Берроуз побледнел, потом позеленел: не на шутку разозлился.
– Пошёл ты на хуй, Томас! Now!
Томас рассмеялся и взмолился:
– Now I am sorry.
Но Берроуз не унимался.
– На хуй! На хуй!
Он полез в карман и вытащил перочинный ножик.
Он встал и пошёл на Томаса, наставив на него ножик.
Грауэрхольц вмешался:
– Томас, прошу тебя, уйди отсюда!
Томас ушёл, хлопнув дверью.
Берроуз крикнул:
– Сукин сын! Паскуда!
Потом он спрятал ножик и подмигнул мне:
– Я не выношу стариков, русский. Томас состарился и стал несносен. Старики – мудаки, проводящие долгие часы в сортире, созерцая свои хилые какашки. Единственные хорошие старики – опасные, вредные и злые. Как великий Хасан ибн Саббах – предводитель ассасинов. Я хочу быть таким же.
Через минуту он добавил:
– А теперь мне надо в сортир. Перед смертью не нассышься.
Что было потом, я не помню.
Кажется, мы ещё посидели.
19
Я спал в доме Берроуза в маленьком закутке вроде кладовки.
Там стояла железная койка.
Спал без снов, как убитый.
Проснулся рано и слушал пение птицы, заливавшейся снаружи.
И вдруг подумал: «Какие младенческие груди были у Бренды!»
И: «Какая мохнатая вульва была у Лоретты!»
Показалось, что встреча с ними произошла давно, до потопа.
Может, в пятнадцатом веке, когда Вийон писал свои поэмы на воровском жаргоне?
Он бы наверняка обворовал виллу Бренды.
А я не решился.
Про Вийона чудесно написано в эссе Мандельштама: «Виллон отлично сознавал пропасть между субъектом и объектом, но понимал её как невозможность обладания. Луна и прочие нейтральные „предметы“ бесповоротно исключены из его поэтического обихода. Зато он сразу оживляется, когда речь заходит о жареных под соусом утках или о вечном блаженстве, присвоить себе которое он никогда не теряет окончательной надежды».
Вот так-то! Вийон не стал бы искать старика Берроуза, а остался у прекрасной Лоретты по крайней мере на недельку.
Мне вдруг стало душно в этой комнатушке. Я попытался открыть окошко. Оно открывалось не как в России или Европе, а как в Англии и Соединённых Штатах.

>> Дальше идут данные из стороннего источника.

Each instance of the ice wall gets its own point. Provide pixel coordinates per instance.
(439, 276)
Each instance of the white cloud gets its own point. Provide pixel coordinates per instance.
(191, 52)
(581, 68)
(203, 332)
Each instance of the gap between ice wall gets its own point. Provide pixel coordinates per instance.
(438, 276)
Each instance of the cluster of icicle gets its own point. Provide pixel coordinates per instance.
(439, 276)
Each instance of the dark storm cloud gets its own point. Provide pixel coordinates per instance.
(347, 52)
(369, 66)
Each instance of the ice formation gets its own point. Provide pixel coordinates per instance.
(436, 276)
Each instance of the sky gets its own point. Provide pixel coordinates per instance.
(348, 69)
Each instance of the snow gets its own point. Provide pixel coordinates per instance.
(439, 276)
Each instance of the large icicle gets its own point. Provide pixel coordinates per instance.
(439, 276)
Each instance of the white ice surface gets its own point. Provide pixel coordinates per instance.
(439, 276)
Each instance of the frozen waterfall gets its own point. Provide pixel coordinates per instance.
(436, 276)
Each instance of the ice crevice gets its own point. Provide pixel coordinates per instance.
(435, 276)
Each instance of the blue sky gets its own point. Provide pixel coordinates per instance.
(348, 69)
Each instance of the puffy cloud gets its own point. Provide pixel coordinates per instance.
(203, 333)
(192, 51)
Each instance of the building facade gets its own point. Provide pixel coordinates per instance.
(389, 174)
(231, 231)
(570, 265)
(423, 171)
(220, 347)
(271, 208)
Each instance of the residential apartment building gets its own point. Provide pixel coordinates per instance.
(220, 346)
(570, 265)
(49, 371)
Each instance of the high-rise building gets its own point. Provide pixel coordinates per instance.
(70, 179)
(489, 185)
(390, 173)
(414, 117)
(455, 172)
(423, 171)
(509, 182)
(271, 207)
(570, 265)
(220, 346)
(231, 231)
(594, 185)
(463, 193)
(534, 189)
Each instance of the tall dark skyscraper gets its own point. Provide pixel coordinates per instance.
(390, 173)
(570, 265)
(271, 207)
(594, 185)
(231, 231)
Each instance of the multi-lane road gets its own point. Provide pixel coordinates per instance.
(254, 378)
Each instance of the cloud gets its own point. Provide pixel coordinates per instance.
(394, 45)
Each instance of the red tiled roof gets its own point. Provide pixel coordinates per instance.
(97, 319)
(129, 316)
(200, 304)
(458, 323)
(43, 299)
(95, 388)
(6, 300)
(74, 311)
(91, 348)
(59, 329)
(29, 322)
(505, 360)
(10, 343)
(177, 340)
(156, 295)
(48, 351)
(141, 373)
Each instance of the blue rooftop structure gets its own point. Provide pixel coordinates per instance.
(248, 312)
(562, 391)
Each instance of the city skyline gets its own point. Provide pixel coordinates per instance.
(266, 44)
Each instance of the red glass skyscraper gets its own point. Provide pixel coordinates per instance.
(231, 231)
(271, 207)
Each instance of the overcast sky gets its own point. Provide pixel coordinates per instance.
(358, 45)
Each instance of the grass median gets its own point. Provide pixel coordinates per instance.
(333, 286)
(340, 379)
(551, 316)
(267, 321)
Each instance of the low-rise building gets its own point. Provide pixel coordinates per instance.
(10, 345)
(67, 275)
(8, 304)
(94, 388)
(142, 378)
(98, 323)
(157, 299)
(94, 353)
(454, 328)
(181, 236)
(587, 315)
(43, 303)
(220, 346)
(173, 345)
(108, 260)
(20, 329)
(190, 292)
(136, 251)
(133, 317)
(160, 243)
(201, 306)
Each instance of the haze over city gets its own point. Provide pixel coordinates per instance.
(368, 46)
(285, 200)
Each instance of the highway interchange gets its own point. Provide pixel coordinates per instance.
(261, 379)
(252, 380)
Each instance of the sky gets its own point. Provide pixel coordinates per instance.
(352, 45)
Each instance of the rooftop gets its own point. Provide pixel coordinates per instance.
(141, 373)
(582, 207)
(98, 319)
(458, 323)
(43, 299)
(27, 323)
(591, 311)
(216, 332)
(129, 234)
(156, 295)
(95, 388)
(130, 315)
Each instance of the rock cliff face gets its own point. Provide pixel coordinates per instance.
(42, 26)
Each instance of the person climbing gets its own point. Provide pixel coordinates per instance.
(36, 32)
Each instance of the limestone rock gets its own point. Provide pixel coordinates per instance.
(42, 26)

Сначала у меня ничего не получалось, но потом окно рывком – снизу вверх! – открылось.
И тут в комнату ворвались осы! Их гнездо было где-то в оконной нише. Ну и чертовщина! Они были большущие и злые. В Америке всё очень большое: супермаркеты, секвойи, микробы, небоскрёбы, бизоны, скалы.
И осы тоже.
Их было ровно столько, сколько битников: Аллен Гинзберг, Грегори Корсо, Лоуренс Ферлингетти, Роберт Крили, Лерой Джонс, Боб Кауфман, Гэри Снайдер, Роберт Данкен, Джек Керуак, Диана ди Прима, Филипп Ламантиа, Филипп Уэйлен, Питер Орловски, Алан Ансен.
И возглавлял их, конечно, Уильям Берроуз.
Эти хищники устремились ко мне, норовя влететь в нос, в рот, в уши.
– Бляди! – закричал я по-русски и замахал руками.
Потом выскочил из комнатушки.
Судя по тишине в доме, все ещё спали.
Я вышел на веранду.
Там вовсю пела птица.
20
Мне страстно захотелось снова увидеть Лоретту.
21
Я ходил по рассветным улицам и искал дом Лоретты.
Но тщетно, тщетно.
Я не узнавал этих улиц.
Я не знал названия улицы Лоретты!
Нигде не было ни животного, ни человека.
Зато на большой дороге стояли в ряд огромные грузовые машины – trucks, дальнобойные великаны.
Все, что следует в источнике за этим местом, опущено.